Abstract

The simultaneous presence of different meters is not uncommon in Western art music and the music of various non-Western cultures. However, it is unclear how listeners and performers deal with this situation, and whether it is possible to cognitively establish and maintain different beats simultaneously without integrating them into a single metric framework. The present study is an attempt to address this issue empirically. Two rhythms, distinguished by pitch register and representing different meters (2/4 and 6/8), were presented simultaneously in various phase relationships, and participants (who were classically trained musicians) had to judge whether a probe fell on the beat in one or both rhythms. In a selective attention condition, they had to attend to one rhythm and to ignore the other, whereas in a divided attention condition, they had to attend to both. In Experiment 1, participants performed significantly better in the divided attention condition than predicted if they had been able to attend to only one rhythm at a time.
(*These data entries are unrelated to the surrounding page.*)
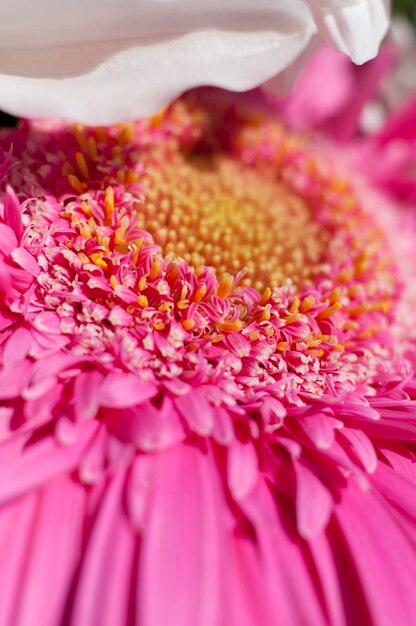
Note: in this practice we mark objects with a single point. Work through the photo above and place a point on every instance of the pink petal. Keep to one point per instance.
(148, 427)
(196, 411)
(86, 394)
(8, 240)
(103, 587)
(43, 545)
(181, 563)
(288, 585)
(362, 447)
(26, 261)
(384, 557)
(17, 347)
(319, 429)
(313, 501)
(39, 462)
(13, 212)
(121, 390)
(242, 468)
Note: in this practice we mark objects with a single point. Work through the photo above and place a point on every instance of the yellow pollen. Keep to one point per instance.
(215, 211)
(76, 184)
(323, 315)
(142, 301)
(231, 326)
(225, 286)
(109, 204)
(307, 304)
(82, 165)
(189, 324)
(97, 259)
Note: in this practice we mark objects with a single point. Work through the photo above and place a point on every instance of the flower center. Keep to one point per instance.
(221, 213)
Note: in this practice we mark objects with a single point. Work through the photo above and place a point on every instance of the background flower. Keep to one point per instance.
(105, 62)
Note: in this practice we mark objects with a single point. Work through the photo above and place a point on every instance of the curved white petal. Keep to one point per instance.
(103, 61)
(355, 27)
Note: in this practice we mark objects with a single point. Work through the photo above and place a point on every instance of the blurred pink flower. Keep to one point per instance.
(207, 383)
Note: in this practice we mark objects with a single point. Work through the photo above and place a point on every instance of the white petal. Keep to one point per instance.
(103, 61)
(355, 27)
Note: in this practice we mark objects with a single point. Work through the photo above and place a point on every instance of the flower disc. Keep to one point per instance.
(206, 309)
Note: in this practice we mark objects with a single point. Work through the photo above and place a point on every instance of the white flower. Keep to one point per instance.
(103, 61)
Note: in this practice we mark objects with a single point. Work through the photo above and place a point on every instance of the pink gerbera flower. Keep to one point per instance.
(207, 383)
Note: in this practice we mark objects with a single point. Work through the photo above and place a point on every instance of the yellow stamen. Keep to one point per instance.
(323, 315)
(97, 259)
(82, 165)
(76, 184)
(189, 324)
(225, 286)
(142, 301)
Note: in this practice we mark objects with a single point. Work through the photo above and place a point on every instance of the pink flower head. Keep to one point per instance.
(207, 377)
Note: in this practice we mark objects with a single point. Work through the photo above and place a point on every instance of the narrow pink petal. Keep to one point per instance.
(12, 380)
(13, 212)
(362, 447)
(313, 501)
(148, 427)
(384, 557)
(396, 488)
(26, 261)
(103, 589)
(48, 322)
(92, 464)
(16, 528)
(329, 580)
(196, 411)
(53, 548)
(288, 582)
(223, 431)
(8, 240)
(181, 564)
(40, 462)
(242, 468)
(121, 390)
(319, 429)
(86, 394)
(17, 347)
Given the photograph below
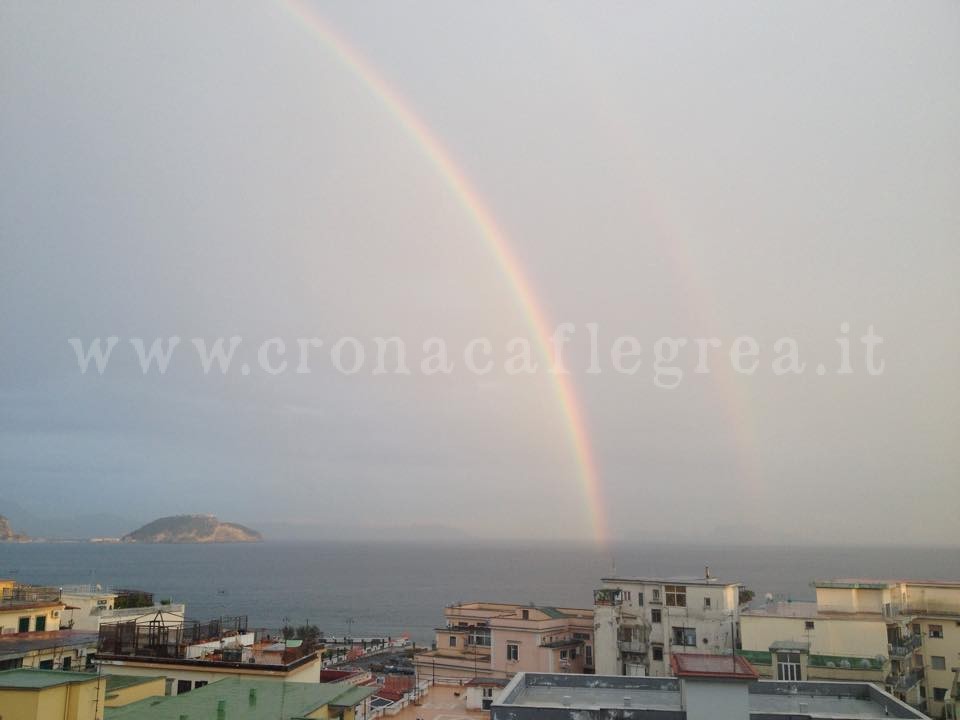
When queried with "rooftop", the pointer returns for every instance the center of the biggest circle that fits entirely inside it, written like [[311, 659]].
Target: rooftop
[[119, 682], [679, 580], [590, 697], [808, 611], [719, 667], [18, 644], [881, 583], [29, 679], [245, 700]]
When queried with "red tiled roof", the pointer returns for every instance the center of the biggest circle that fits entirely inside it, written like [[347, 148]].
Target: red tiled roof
[[728, 667]]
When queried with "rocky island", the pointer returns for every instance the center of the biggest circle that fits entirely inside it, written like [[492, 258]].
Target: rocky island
[[7, 534], [192, 529]]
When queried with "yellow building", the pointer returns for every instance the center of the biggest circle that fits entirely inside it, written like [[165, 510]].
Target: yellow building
[[487, 639], [44, 694], [904, 634], [25, 608]]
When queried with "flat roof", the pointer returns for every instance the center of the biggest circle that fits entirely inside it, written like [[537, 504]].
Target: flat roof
[[808, 611], [679, 580], [119, 682], [719, 667], [882, 583], [19, 644], [570, 697], [31, 679], [244, 700]]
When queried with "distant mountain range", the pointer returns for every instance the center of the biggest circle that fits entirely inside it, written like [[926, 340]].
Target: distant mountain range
[[192, 529]]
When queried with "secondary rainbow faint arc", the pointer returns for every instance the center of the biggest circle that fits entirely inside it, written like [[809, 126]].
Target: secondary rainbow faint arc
[[474, 206]]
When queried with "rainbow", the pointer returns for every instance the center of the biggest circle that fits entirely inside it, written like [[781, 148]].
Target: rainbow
[[486, 224]]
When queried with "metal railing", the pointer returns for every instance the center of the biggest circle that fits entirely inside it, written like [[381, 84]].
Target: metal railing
[[905, 681], [905, 646]]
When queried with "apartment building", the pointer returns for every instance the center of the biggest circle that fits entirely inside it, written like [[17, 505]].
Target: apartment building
[[701, 687], [28, 608], [191, 655], [904, 634], [641, 622], [247, 698], [45, 694], [90, 606], [497, 640], [30, 635]]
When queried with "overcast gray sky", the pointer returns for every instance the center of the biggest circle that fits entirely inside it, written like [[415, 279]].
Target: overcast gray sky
[[682, 169]]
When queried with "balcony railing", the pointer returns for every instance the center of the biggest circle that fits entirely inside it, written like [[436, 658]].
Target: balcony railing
[[608, 596], [26, 595], [632, 646], [905, 681], [905, 646]]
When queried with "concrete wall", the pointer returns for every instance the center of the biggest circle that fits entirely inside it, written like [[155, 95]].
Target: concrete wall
[[132, 693], [707, 700], [10, 618]]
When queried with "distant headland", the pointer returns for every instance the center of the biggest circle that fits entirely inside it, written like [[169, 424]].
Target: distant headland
[[191, 529], [8, 535]]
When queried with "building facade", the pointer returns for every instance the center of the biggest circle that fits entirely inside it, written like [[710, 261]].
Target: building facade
[[903, 634], [497, 640], [640, 623], [46, 694], [192, 655]]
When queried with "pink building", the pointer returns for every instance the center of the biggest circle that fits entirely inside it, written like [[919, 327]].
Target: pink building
[[499, 639]]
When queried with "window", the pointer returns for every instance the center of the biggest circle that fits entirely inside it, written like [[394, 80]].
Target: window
[[676, 595], [685, 636], [480, 637], [788, 666]]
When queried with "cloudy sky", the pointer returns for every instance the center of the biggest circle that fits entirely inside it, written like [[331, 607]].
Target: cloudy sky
[[206, 170]]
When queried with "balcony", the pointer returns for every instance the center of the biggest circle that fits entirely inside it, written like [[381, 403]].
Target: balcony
[[905, 646], [23, 596], [904, 681], [638, 647], [608, 596]]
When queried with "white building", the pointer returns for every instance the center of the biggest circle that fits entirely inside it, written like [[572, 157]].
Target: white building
[[640, 622], [90, 606]]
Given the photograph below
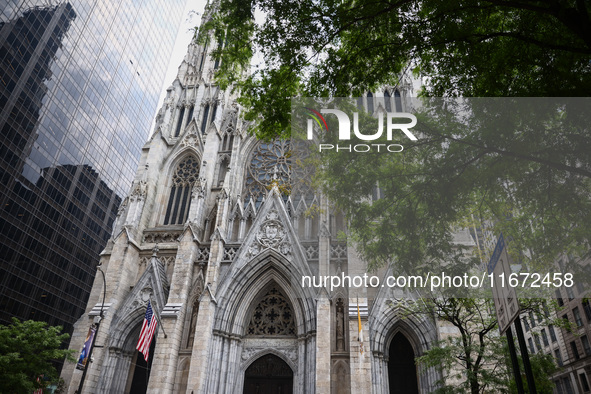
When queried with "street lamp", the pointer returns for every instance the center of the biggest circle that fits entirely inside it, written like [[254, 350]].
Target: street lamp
[[98, 323]]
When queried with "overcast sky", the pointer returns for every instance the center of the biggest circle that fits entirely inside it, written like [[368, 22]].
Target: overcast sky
[[191, 18]]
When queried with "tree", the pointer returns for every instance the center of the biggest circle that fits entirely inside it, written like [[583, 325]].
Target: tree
[[343, 48], [470, 361], [539, 176], [27, 350]]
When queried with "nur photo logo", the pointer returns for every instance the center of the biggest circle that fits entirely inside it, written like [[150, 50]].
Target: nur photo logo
[[396, 122]]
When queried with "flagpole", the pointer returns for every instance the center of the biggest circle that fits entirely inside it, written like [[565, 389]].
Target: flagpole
[[158, 319], [98, 324]]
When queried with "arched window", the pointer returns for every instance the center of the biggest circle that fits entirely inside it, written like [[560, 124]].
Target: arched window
[[223, 169], [272, 316], [272, 162], [179, 200], [387, 101], [204, 120], [190, 116], [227, 142], [179, 121]]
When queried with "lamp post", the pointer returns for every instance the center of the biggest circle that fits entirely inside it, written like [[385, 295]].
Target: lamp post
[[98, 323]]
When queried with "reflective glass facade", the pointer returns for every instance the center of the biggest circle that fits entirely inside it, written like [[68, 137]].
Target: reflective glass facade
[[79, 85]]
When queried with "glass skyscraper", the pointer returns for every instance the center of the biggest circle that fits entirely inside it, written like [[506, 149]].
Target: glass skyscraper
[[79, 85]]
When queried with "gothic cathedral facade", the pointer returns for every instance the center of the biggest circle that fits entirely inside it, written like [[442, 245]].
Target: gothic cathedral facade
[[220, 253]]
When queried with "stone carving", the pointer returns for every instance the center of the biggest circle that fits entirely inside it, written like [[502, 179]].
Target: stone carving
[[199, 188], [271, 235], [160, 237], [272, 316], [312, 252], [139, 191], [338, 251], [191, 140], [269, 365], [229, 253], [202, 255], [340, 325]]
In Experiments 2 and 3, however, which used more complex combinations of rhythms, performance did not differ significantly from chance. These results suggest that in Experiment 1 participants relied on the composite beat pattern (i.e., a nonisochronous sequence corresponding to the serial ordering of the two underlying beats) rather than tracking the two beats independently, while in Experiments 2 and 3, the level of complexity of the composite beat pattern may have prevented participants from tracking both beats simultaneously.